Business Columns & Blogs

In a changing Idaho, can we find tourism opportunities in our ‘off seasons’?

Nancy Napier
Nancy Napier

Over the years, I’ve become pretty good at asking questions and seeing “dots,” or trends that seem to have no connection – yet in the end, they just might. Sometimes, I can find solutions. As I think about tourism and Idaho, I am seeing “dots” and have questions. Maybe that’s enough to start a conversation.

I just returned from vacation in Australia (yes, wonderful), which got me thinking about what it’s known for: the Sydney Opera House, the Australian Open tennis tournament, Uluru Rock in the middle of the Outback, kangaroos and koalas, and increasingly, wine. These attractions appeal to different markets – people interested in architecture and culture, adventure seekers, gourmands. And that leads me to Idaho.

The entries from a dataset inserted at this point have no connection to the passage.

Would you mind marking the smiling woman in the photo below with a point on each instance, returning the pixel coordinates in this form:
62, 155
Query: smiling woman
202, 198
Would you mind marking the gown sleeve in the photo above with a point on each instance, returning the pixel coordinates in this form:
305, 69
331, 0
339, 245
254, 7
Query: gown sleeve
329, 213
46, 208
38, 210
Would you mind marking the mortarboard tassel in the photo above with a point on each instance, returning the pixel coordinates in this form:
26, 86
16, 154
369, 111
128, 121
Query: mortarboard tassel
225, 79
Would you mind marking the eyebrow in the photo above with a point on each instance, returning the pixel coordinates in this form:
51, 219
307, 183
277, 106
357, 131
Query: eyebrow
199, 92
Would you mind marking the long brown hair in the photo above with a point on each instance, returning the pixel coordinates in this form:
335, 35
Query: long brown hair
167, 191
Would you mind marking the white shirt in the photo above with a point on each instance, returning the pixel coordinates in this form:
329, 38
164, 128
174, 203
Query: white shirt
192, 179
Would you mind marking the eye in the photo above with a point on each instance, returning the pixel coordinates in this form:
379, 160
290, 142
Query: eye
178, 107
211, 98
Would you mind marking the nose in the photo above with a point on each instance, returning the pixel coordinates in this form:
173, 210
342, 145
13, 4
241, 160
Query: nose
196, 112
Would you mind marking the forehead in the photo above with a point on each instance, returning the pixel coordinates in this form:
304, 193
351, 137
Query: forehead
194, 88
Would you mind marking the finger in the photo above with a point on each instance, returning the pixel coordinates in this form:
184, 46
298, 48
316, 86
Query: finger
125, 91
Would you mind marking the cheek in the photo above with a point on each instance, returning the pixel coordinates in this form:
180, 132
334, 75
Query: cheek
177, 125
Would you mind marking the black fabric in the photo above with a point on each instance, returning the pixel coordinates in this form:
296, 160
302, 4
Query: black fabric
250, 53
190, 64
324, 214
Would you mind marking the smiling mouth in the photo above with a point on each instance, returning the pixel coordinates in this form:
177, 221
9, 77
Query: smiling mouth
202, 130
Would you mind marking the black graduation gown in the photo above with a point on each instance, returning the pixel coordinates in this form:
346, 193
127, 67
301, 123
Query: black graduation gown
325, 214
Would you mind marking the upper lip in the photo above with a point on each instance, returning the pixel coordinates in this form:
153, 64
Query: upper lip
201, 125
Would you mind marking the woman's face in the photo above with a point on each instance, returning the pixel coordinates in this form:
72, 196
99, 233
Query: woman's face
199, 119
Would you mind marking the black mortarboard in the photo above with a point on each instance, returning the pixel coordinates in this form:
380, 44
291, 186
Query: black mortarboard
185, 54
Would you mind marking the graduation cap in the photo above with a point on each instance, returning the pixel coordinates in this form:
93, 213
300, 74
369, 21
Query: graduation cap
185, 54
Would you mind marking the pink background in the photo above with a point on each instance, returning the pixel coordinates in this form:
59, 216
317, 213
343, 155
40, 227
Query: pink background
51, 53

When I think about what many visitors come for, it’s often for “big” outdoor activities: rafting, hiking, skiing, kayaking, mountain biking and more. Many are summer activities, for people who are (mostly) fit, many with families. In fact, there’s a wonderful ad that focuses on the “18 summers” you’ll have with your kids, so make the most of it in Idaho.

But then two “dots” hit me. First, we’ve been living in unsightly and unhealthy smoky haze lately, throughout much of the state. Some people find simply being outdoors difficult, let alone participating in those physically demanding outdoor activities.

Then, I heard a story on Boise State Public Radio about a Frank Lloyd Wright house in Bliss. The reporter interviewed a woman who had relocated from Southern California (to Bliss?!), and that reminded me of our growing population of newcomers, many of whom are older and retired. That group might not be able or want to do big outdoor activities that Idaho is so lauded for.

These points – bad summer air and changing population – make me wonder whether there is a tourism opportunity. Could we entice older visitors for the “off seasons” of spring and fall, when the weather is good and the air is clear, who might be interested in activities that are not so adventurous?

And that’s where I landed, connecting dots, asking questions but having no firm solutions, which the experts can better tackle. But I wonder, what do we offer in the way of indoor activities or some outdoor ones that are less physically demanding but would appeal to the older market? How do we become better known for our theater or food or walking trails? In essence, is there an opportunity to make our other seasons the new “high seasons”?

Nancy Napier is a distinguished professor at Boise State University.